1×06 “Family Reunion/Voodoo”

Two kids want their divorced parents to get back together.
A woman with amnesia wants to figure out if she’s a dead rich guy’s daughter.

I was actually paying attention for once when Roarke described the fantasies, but I still had to re-watch the “Voodoo” intro because there were so many characters involved, and I’m still not exactly sure how any of it made sense.

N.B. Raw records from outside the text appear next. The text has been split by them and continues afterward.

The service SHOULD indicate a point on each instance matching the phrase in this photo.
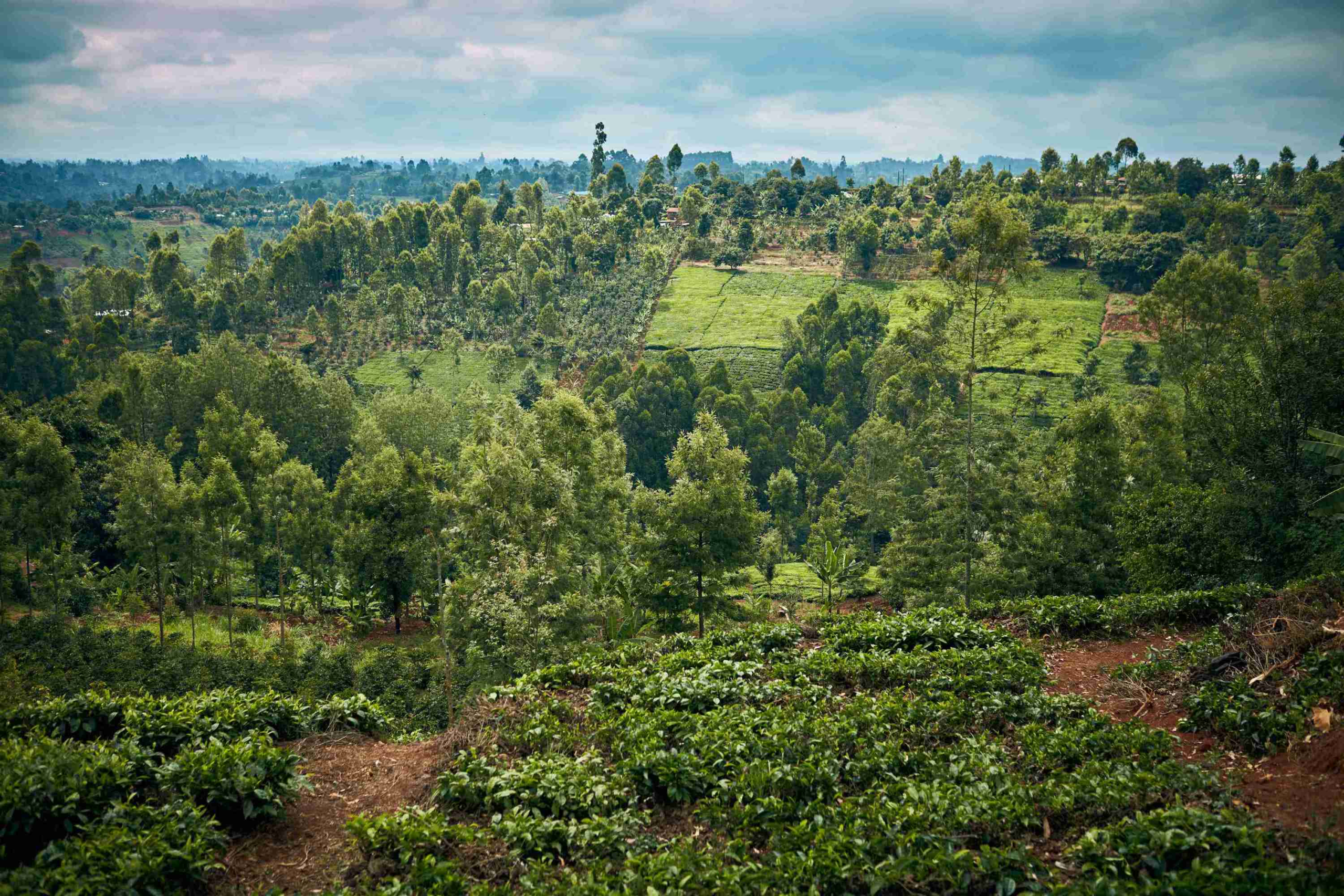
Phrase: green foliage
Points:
(169, 724)
(928, 628)
(241, 782)
(131, 848)
(49, 787)
(448, 375)
(406, 836)
(1127, 613)
(1135, 262)
(539, 786)
(1182, 536)
(248, 621)
(1167, 841)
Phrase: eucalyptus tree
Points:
(147, 513)
(706, 524)
(983, 325)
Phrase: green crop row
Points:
(1078, 614)
(50, 789)
(167, 724)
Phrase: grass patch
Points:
(389, 371)
(711, 309)
(757, 366)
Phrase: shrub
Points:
(1076, 614)
(1133, 262)
(85, 716)
(929, 628)
(1170, 840)
(351, 714)
(241, 782)
(133, 849)
(569, 839)
(406, 836)
(49, 787)
(167, 724)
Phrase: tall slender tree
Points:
(982, 325)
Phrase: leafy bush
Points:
(588, 837)
(929, 628)
(1170, 840)
(406, 836)
(350, 714)
(94, 715)
(49, 787)
(131, 849)
(167, 724)
(1133, 262)
(246, 621)
(1007, 667)
(241, 782)
(1076, 614)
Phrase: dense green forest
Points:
(707, 527)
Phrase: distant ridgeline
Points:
(56, 183)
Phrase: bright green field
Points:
(737, 319)
(441, 374)
(757, 366)
(797, 575)
(705, 308)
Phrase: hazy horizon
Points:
(1210, 78)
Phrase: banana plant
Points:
(1330, 446)
(834, 568)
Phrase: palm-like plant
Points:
(835, 568)
(1330, 446)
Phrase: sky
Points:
(316, 81)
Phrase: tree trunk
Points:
(971, 426)
(159, 590)
(280, 573)
(699, 599)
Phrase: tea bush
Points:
(56, 660)
(241, 782)
(929, 628)
(167, 724)
(49, 787)
(543, 786)
(1127, 613)
(407, 835)
(130, 849)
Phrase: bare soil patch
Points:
(351, 774)
(1122, 319)
(1300, 790)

I read a while ago that they purposely made each fantasy separate so that they could run the series in half-hour slots in syndication, and I could definitely tell in the other seasons that that was the case. But these early episodes must have been harder to chop up, because there’s more overlap. During the intro to the kids’ fantasy, Roarke explains that they paid $51. When the Shanes come off the plane, Tattoo says something like “are they paying full price?” but that line wouldn’t work as well if you didn’t see the bit before it.

The kids’ fantasy reminds me of The Parent Trap when the girls were trying to trick their mom into coming on the camping trip with their dad instead of Meredith. I haven’t seen the original, but it looks like there’s a camping trip in the original too, so this story is probably a play on that.

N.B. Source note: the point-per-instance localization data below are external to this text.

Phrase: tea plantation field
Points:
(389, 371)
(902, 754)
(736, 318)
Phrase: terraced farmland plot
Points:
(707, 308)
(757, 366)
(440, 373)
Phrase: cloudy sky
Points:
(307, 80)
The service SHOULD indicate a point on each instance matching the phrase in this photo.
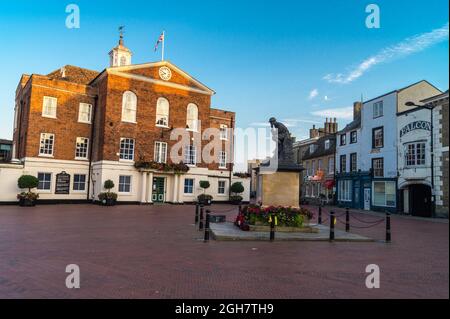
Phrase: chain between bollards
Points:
(272, 228)
(347, 220)
(206, 238)
(332, 222)
(388, 227)
(320, 215)
(200, 224)
(196, 213)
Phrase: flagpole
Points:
(162, 51)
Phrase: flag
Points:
(160, 39)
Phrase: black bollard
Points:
(347, 220)
(388, 227)
(320, 215)
(332, 221)
(272, 228)
(196, 213)
(200, 224)
(206, 238)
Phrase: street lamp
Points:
(433, 196)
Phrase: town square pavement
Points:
(156, 252)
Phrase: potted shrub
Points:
(27, 199)
(108, 198)
(204, 198)
(236, 188)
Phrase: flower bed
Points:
(284, 216)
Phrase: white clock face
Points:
(165, 73)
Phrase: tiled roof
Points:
(355, 124)
(74, 74)
(320, 147)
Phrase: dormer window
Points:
(162, 112)
(223, 132)
(129, 106)
(192, 117)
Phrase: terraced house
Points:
(119, 124)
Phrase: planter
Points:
(25, 202)
(284, 229)
(205, 202)
(108, 202)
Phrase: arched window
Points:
(129, 106)
(162, 112)
(192, 117)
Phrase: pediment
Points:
(151, 72)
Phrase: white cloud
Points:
(411, 45)
(343, 113)
(313, 94)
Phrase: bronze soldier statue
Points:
(284, 142)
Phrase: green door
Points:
(158, 190)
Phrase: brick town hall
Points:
(95, 126)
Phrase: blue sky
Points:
(296, 60)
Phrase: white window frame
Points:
(53, 107)
(345, 190)
(160, 114)
(130, 183)
(223, 160)
(89, 113)
(190, 119)
(45, 136)
(377, 109)
(223, 132)
(79, 183)
(42, 190)
(159, 155)
(392, 183)
(412, 154)
(331, 165)
(353, 156)
(131, 107)
(122, 152)
(190, 152)
(77, 148)
(220, 187)
(327, 144)
(192, 187)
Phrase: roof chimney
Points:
(63, 72)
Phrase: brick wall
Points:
(106, 98)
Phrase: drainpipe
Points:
(94, 111)
(232, 154)
(433, 196)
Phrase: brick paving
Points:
(155, 252)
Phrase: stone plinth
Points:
(280, 187)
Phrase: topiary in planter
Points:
(236, 188)
(108, 198)
(29, 198)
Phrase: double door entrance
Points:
(159, 189)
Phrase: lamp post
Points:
(429, 107)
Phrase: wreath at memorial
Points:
(285, 216)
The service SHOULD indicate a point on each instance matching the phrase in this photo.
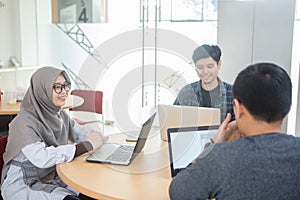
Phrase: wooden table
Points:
(147, 177)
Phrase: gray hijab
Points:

Ah! That house! I haven’t seen that house in a long time. I wonder where it is in real life.

Hang on. So they’re trying to help this girl who has amnesia (didn’t we just have that story a few episodes ago?), so they’ve recreated the house where she grew up… but how could they recreate the house if she doesn’t remember it? And why do the Shanes remember what the house looked like? Okay, I’m watching the intro again.

Alright, so there’s Mr. and Mrs. Shane. He’s a lawyer, so they’re rich, and they’re paying full price for their fantasy. But, Mr. Shane has one problem: Miss Jane Howell. She suffered amnesia when she was 13. She’s here with her fiance, Bill Jordan. This is Mr. Shane’s fantasy; he wants to find out who Jane is. “She might be the long-missing daughter of a rich rubber plantation owner named Jonathan Connors.” If she is, Mr. Shane will give her $30 million.

Yeah, no, that definitely doesn’t make sense. They didn’t explain what the Shanes have to do with Howell and Jordan, or what anybody has to do with Connors.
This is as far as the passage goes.